INTRODUCTION: Diffuse large B-cell lymphoma (DLBCL) accounts for approximately 30–40% of non-Hodgkin lymphomas in adults. In older patients, treatment with full-dose R-CHOP is often limited by age-related frailty, comorbidities, and reduced tolerance to chemotherapy. R-miniCHOP, a reduced-intensity regimen, was developed to balance efficacy and safety in this population, but data comparing its real-world effectiveness to standard R-CHOP in Latin America (LATAM) remain limited.

OBJECTIVE: To compare overall survival (OS) between elderly patients with DLBCL treated with R-miniCHOP versus standard R-CHOP using real-world data from the Grupo de Estudio Latinoamericano en Linfoproliferativos (GELL) registry.

METHODS: This retrospective multicenter cohort included consecutiveness patients aged ≥65 years with newly diagnosed, histologically confirmed DLBCL treated with R-CHOP or R-miniCHOP between 2012–2017. Patients were excluded if baseline or follow-up data were incomplete. Propensity score matching (PSM) at a 3:1 ratio without caliper was performed based on age, sex, ECOG performance status, Ann Arbor stage, extranodal involvement, IPI score, and serum albumin. Missing data were imputed using a Random Forest algorithm. Post-matching balance was assessed using standardized mean differences (SMD < 0.1). OS was calculated using Kaplan–Meier curves and Cox regression. Follow-up completeness was estimated with reverse Kaplan–Meier. A subgroup analysis was conducted in patients aged >80 years. A sensitivity analysis using caliper = 0.2 was performed to confirm robustness.

RESULTS: Of 482 eligible patients (421 R-CHOP; 61 R-miniCHOP), 244 remained post-matching (183 R-CHOP; 61 R-miniCHOP). Median follow-up was 30 months. Baseline covariates were well balanced after matching (all SMD < 0.1). The mean age was 76.1 years in both groups (p = 0.679), with similar distributions in sex (47.5% vs. 45.4% male), ECOG >2 (32.8% vs. 33.3%), advanced clinical stage III–IV (65.6% vs. 65.0%), elevated LDH (47.5% vs. 48.6%), extranodal involvement (27.9% vs. 29.5%), and high-risk IPI (60.7% vs. 60.1%). Serum albumin levels were also comparable between R-miniCHOP and R-CHOP groups. At 24 months, OS was 57.1% (95% CI: 48.8–66.9%) for patients treated with R-CHOP and 56.3% (95% CI: 45.0–70.5%) for those receiving R-miniCHOP. No significant difference in OS was observed (HR: 0.96; 95% CI: 0.66–1.59; p = 0.899). Among patients aged >80 years, 1-year OS was 60.0% with R-CHOP vs. 48.6% with R-miniCHOP; no statistically significant differences were found (HR: 1.35; 95% CI: 0.56–3.24; p = 0.504). Complete response was observed in 59.0% of R-miniCHOP patients and 59.0% of R-CHOP patients post-matching; partial responses occurred in 9.8% and 8.2%, respectively. Disease progression was reported in 24.6% of R-miniCHOP vs. 29.0% of R-CHOP patients. No significant differences were found across response categories (p = 0.832). Sensitivity analysis using caliper matching confirmed the robustness of results (HR: 0.98; 95% CI: 0.62–1.54; p = 0.929), with consistent survival estimates and covariate balance.

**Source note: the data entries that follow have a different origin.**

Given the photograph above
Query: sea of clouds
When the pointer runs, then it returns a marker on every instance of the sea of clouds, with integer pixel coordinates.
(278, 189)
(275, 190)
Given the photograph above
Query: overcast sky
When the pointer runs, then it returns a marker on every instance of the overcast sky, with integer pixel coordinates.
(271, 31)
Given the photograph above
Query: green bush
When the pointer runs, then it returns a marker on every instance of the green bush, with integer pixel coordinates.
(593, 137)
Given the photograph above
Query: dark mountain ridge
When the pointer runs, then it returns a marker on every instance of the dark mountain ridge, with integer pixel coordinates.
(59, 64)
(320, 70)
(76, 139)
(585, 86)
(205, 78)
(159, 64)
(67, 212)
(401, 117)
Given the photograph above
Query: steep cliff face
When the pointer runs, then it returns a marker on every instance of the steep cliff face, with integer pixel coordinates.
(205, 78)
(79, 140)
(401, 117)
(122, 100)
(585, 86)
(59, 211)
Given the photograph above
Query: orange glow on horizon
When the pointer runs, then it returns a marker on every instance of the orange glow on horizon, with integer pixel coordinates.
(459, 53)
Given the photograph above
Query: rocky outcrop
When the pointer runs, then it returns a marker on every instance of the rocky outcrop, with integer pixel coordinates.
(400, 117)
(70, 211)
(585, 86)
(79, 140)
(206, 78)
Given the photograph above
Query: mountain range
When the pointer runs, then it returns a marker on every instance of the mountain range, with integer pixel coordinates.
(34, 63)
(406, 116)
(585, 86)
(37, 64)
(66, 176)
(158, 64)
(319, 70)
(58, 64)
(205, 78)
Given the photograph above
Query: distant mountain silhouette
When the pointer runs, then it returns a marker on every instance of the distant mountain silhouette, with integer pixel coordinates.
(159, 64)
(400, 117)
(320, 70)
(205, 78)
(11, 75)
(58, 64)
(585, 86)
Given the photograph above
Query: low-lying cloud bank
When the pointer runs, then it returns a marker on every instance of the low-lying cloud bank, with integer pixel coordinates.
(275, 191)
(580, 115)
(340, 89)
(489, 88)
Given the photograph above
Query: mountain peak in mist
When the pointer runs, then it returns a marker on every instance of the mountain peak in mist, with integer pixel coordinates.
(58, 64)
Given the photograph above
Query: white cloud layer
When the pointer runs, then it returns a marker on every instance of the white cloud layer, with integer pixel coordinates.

CONCLUSION: In this multicenter real-world LATAM cohort, R-miniCHOP demonstrated comparable OS to standard R-CHOP in elderly patients with DLBCL, including those aged >80 years. These results support the use of R-miniCHOP as a viable frontline alternative for frail or very elderly patients in routine clinical practice, especially in resource-constrained health systems. However, prospective studies incorporating frailty assessments, quality-of-life, and toxicity outcomes are warranted to guide individualized treatment strategies in older adults with DLBCL.